The fields for cultivating Wise Mindfulness are: Body Feeling Mind states How we frame our world (phenomena or dhammas) This last category is broad, and we’ll come back to the particulars at a later time. The important point is...

The fields for cultivating Wise Mindfulness are:

Body Feeling Mind states How we frame our world (phenomena or dhammas)

This last category is broad, and we’ll come back to the particulars at a later time. The important point is that we can learn to understand and adjust our assumptions, what we bring to experience as a framing device. A very common one is the presumption that if we like something, it’s as it should be, and if we don’t, then something is wrong with the world or the (other) people in it and it’s not to be tolerated! (Doesn’t everyone feel this way? – rhetorical question). Embedded in this attitude is the primary duality of what we like and what we don’t like as the driving force for how we see the world. In moments of clarity we can see that this is a limited and limiting view.

The Buddha invites us to consider alternative windows through which to approach our experience and to reconsider our assumptions about the world. Five possibilities:

the five hindrances, the five aggregates, the six inner and outer sense bases, the seven factors of enlightenment, and the Four Noble Truths.

Among these, the five hindrances (1) and the seven enlightenment factors (2) are composed of mental factors we can actively monitor and re-direct towards radical freedom.

The five hindrances and seven factors of enlightenment require special attention because they are the principal impediments and aids to liberation. … Whenever one of the hindrances (sensual desire, ill will, dullness and drowsiness, restlessness and worry, and doubt) crops up, its presence should be noted; then, when it fades away, a note should be made of its disappearance. …

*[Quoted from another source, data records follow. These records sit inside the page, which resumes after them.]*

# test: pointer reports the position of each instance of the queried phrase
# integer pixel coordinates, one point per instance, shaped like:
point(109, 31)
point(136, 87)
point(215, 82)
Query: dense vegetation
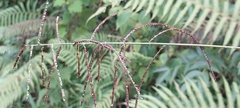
point(179, 75)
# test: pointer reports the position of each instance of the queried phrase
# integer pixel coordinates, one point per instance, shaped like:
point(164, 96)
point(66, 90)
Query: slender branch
point(29, 73)
point(145, 72)
point(145, 43)
point(99, 25)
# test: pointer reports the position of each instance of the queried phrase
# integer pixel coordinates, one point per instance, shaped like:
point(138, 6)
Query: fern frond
point(213, 17)
point(19, 13)
point(196, 96)
point(29, 27)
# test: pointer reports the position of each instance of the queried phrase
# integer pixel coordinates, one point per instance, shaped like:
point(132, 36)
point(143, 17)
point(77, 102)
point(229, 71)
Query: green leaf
point(99, 11)
point(150, 6)
point(137, 48)
point(192, 16)
point(76, 6)
point(163, 58)
point(66, 73)
point(141, 71)
point(123, 17)
point(58, 3)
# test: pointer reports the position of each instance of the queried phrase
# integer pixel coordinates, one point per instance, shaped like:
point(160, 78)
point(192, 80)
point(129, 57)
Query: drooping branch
point(42, 22)
point(123, 48)
point(19, 54)
point(29, 72)
point(145, 72)
point(101, 24)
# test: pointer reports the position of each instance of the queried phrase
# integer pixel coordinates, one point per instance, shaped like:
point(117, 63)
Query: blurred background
point(177, 71)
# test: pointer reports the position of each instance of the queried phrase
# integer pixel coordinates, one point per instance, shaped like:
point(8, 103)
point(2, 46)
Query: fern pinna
point(98, 53)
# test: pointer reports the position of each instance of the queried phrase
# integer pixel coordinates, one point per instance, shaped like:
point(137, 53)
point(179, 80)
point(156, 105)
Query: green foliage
point(78, 20)
point(20, 12)
point(198, 94)
point(182, 13)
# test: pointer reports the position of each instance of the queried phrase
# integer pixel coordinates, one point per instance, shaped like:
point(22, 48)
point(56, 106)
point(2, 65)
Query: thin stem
point(144, 43)
point(42, 62)
point(42, 22)
point(99, 25)
point(19, 54)
point(89, 75)
point(29, 73)
point(145, 72)
point(79, 62)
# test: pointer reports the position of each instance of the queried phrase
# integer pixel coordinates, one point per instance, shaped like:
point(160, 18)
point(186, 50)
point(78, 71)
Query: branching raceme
point(121, 58)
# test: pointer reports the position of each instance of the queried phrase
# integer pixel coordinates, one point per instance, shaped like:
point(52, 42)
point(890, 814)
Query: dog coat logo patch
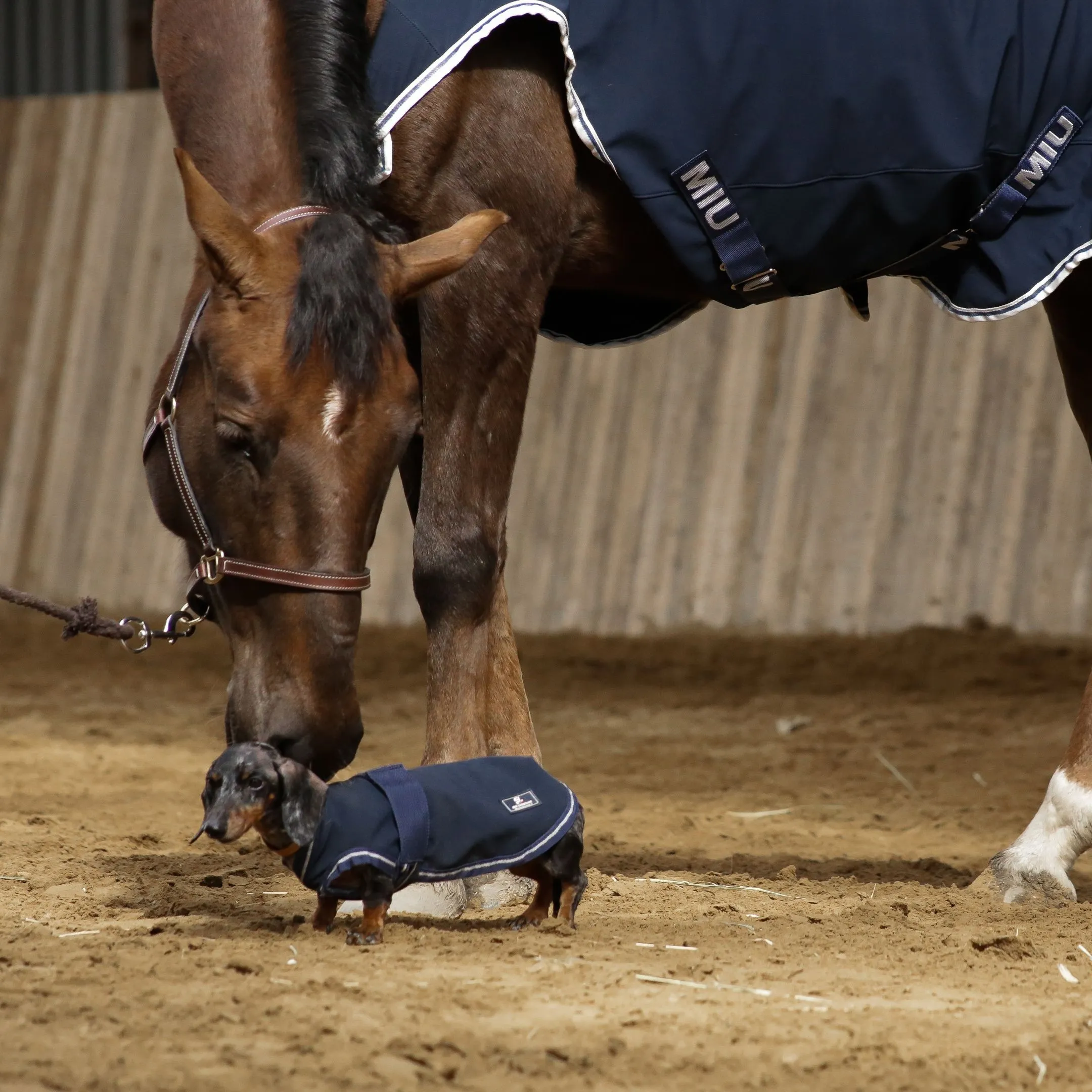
point(521, 802)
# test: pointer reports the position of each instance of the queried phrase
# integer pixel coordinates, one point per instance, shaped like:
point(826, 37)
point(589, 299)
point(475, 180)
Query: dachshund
point(375, 834)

A similar mode of contemplation is to be applied to the seven factors of enlightenment: mindfulness, investigation, energy, rapture, tranquillity, concentration, and equanimity. When any one of these factors arises, its presence should be noted. Then, after noting its presence, one has to investigate to discover how it arises and how it can be matured. … https://www.accesstoinsight.org/lib/authors/bodhi/waytoend.html#ch6

So, instead of thinking we already know everything we need to know, we could take the attitude of a dedicated student of behavior – our own and other peoples’. If we follow this course with dedication, the shift in our inner and outer life will gradually become discernible to ourselves and others. Questioning experience, investigating it, instead of leaping from one conclusion to the next, could soften our interactions with others and give us a steady sense of purpose, without diminishing our confidence.

We have the power to choose the lens through which we will view the world. If we put knowing what we’re experiencing first – lust/hatred/dullness/agitation or engagement/inquiry/lightness/settledness – we will be stepping onto the Buddha’s path towards awakening.